Maybe there is more to come. After all, this blog post was about progression, not endgame. But endgame should have been priority #1 after the last two iterations.

2 Likes

End game is the island, collecting everything and doing whatever there is to do. Maybe the island gets new things after some time we don’t know. You will know something on the 15 or 19th.

1 Like

That’s not endgame, that’s just game. It may come at the end, but it’s still just the final unlock in an improved progression system.

It’s just 3 races, content that can be completed in a grand total of 15 minutes. It’s not that I don’t appreciate the content, but it doesn’t constitute endgame.

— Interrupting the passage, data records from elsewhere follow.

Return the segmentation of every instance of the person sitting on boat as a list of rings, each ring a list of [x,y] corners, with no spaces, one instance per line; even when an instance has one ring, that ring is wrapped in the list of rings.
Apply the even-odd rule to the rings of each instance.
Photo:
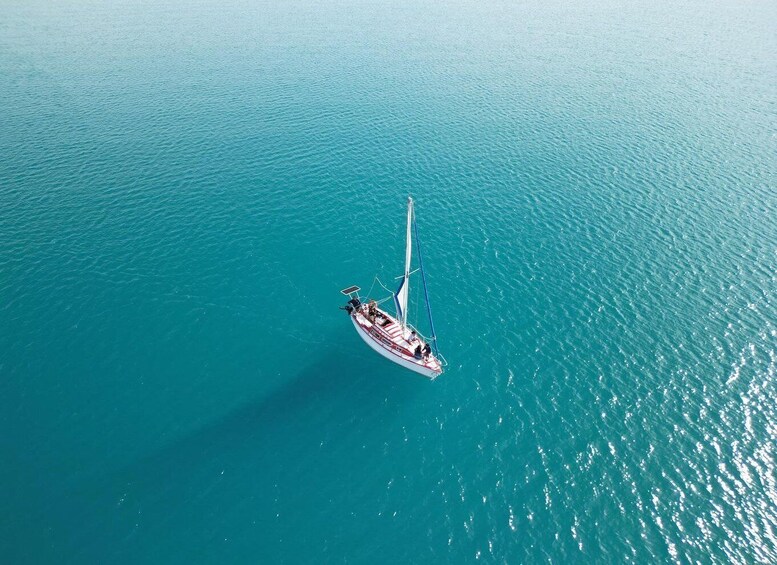
[[[374,324],[375,316],[377,315],[378,315],[378,304],[374,300],[370,300],[370,303],[367,305],[367,317],[370,319],[370,322]]]

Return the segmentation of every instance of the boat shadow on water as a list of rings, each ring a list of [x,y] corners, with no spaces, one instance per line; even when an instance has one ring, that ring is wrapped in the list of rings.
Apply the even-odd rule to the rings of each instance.
[[[68,545],[79,559],[103,559],[172,520],[204,527],[197,523],[205,519],[202,505],[266,510],[273,497],[321,473],[341,474],[346,466],[356,472],[368,464],[364,445],[367,452],[380,449],[386,426],[425,385],[387,363],[371,363],[366,351],[326,353],[268,395],[95,477],[89,492],[75,496],[81,517],[94,526],[87,530],[99,536],[76,534]],[[70,531],[73,524],[63,526]]]

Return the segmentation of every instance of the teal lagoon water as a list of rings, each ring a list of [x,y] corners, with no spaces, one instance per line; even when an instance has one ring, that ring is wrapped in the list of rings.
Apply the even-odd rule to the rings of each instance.
[[[0,561],[777,561],[773,2],[1,12]]]

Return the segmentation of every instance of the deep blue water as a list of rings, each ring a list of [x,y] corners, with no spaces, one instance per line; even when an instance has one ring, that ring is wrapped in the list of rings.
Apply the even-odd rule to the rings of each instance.
[[[775,22],[0,2],[0,561],[777,561]]]

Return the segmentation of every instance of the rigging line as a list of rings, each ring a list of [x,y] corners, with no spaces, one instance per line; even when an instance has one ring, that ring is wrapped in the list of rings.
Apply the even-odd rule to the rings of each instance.
[[[378,277],[375,277],[375,280],[378,281],[378,284],[383,287],[383,290],[391,294],[391,296],[394,296],[394,291],[390,288],[387,288],[385,284],[383,284]]]
[[[413,228],[415,230],[415,245],[418,249],[418,269],[421,271],[421,280],[424,283],[424,298],[426,298],[426,312],[429,314],[429,328],[431,329],[432,345],[434,345],[434,354],[439,355],[437,350],[437,334],[434,331],[434,320],[432,320],[432,307],[429,305],[429,289],[426,286],[426,272],[424,271],[424,260],[421,255],[421,239],[418,237],[418,223],[413,216]]]

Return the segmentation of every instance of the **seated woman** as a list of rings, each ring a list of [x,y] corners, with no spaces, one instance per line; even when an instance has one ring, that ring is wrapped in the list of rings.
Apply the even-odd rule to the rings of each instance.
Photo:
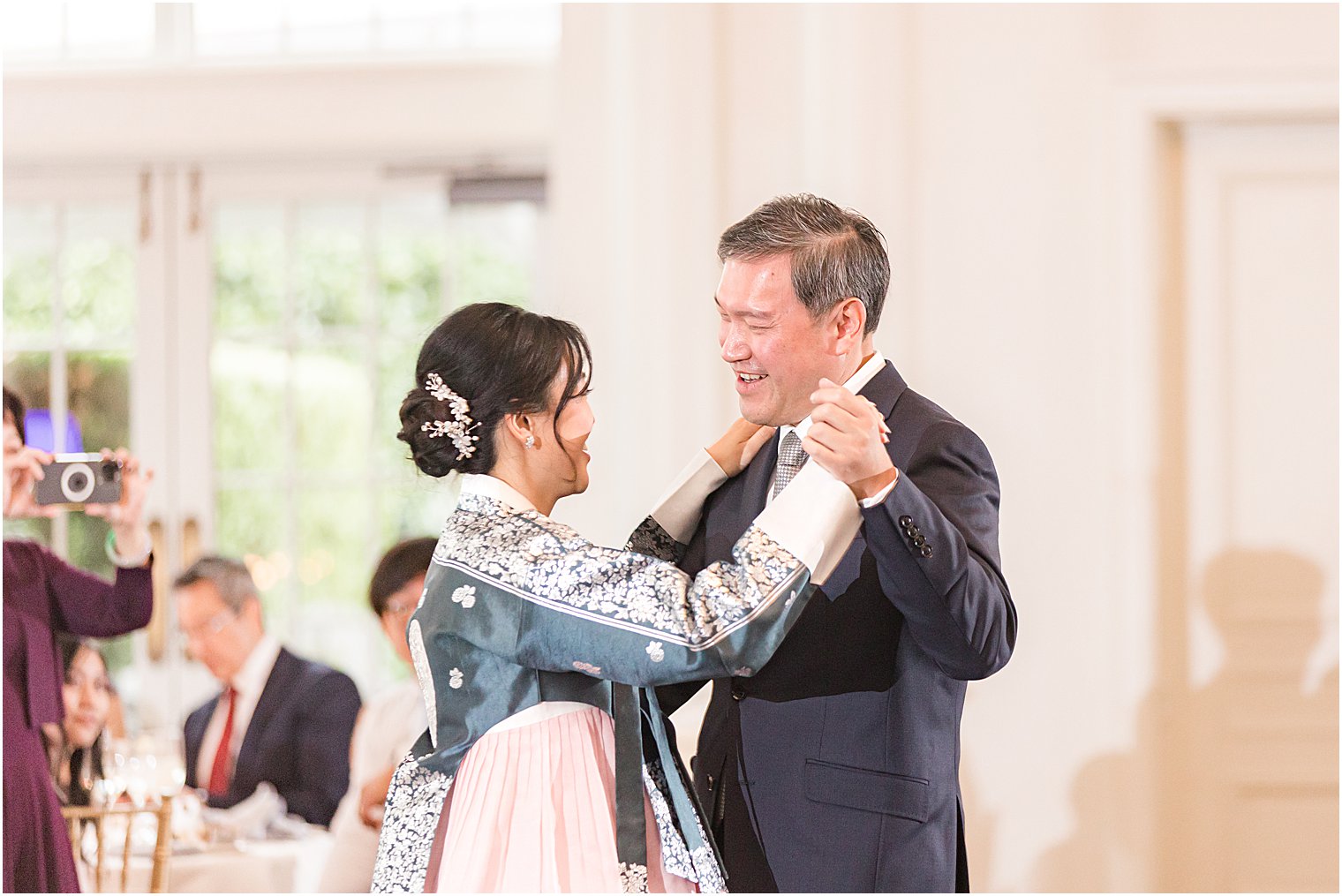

Endgame isn’t a perpetual supply of new content. Endgame takes the content that’s available and mixes it up in a way that makes replaying it more interesting and engaging. EventLab has a ton of potential, but is severely hampered by the fact that the curation process is horrible. and making stuff yourself is hours of work for minutes of fun. “Race Customizer” suffers from a similar issue, just less extreme, the setup time is in poor balance with the actual race time. It also doesn’t have as much potential.

This is why I continually bang the drum about custom championships. The setup time is only marginally longer than for a single race, while providing exponentially more race time. On top of that, the championship format is much more interesting, engaging, and variable, even when inputting from a static content pool. You don’t need to win every race to win the championship, and the permutations are staggering, creating a near infinite source of endgame. You add in the ability to add EventLab creations to custom championships, and the endgame potential is multiplied again.

Proper endgame fleshes out the game in dramatic fashion, and an open world racing sandbox like Forza Horizon is just begging for these endgame solutions. It would add so much power to the player and the community to keep enjoying the game and building fun, interacting with each other, and building fandom, long after the campaign has run it’s course.

Not everyone would want to engage with it, and that’s ok, but the added depth and longevity would quell that dissatisfaction that many feel towards the franchise, even for many who don’t realize this is the solution.

7 Likes

So Horizon Play is the new Meta Showoff that used to be Open? Will there be some kind of CoOp Championships like Tour?

4 Likes

Yeah, I’m super confused about the live service aspects of the game. Weekly Forzathon activities are gone, there’s no ranked mode for racing, we just level up infinitely and unlock rewards every so often? I must be missing something.

In the wristband races it says once completed once you can enter again in any car.So if you come 2nd,or 3rd or whatever you can manage,can you use one of your tuned garage cars to get a better result?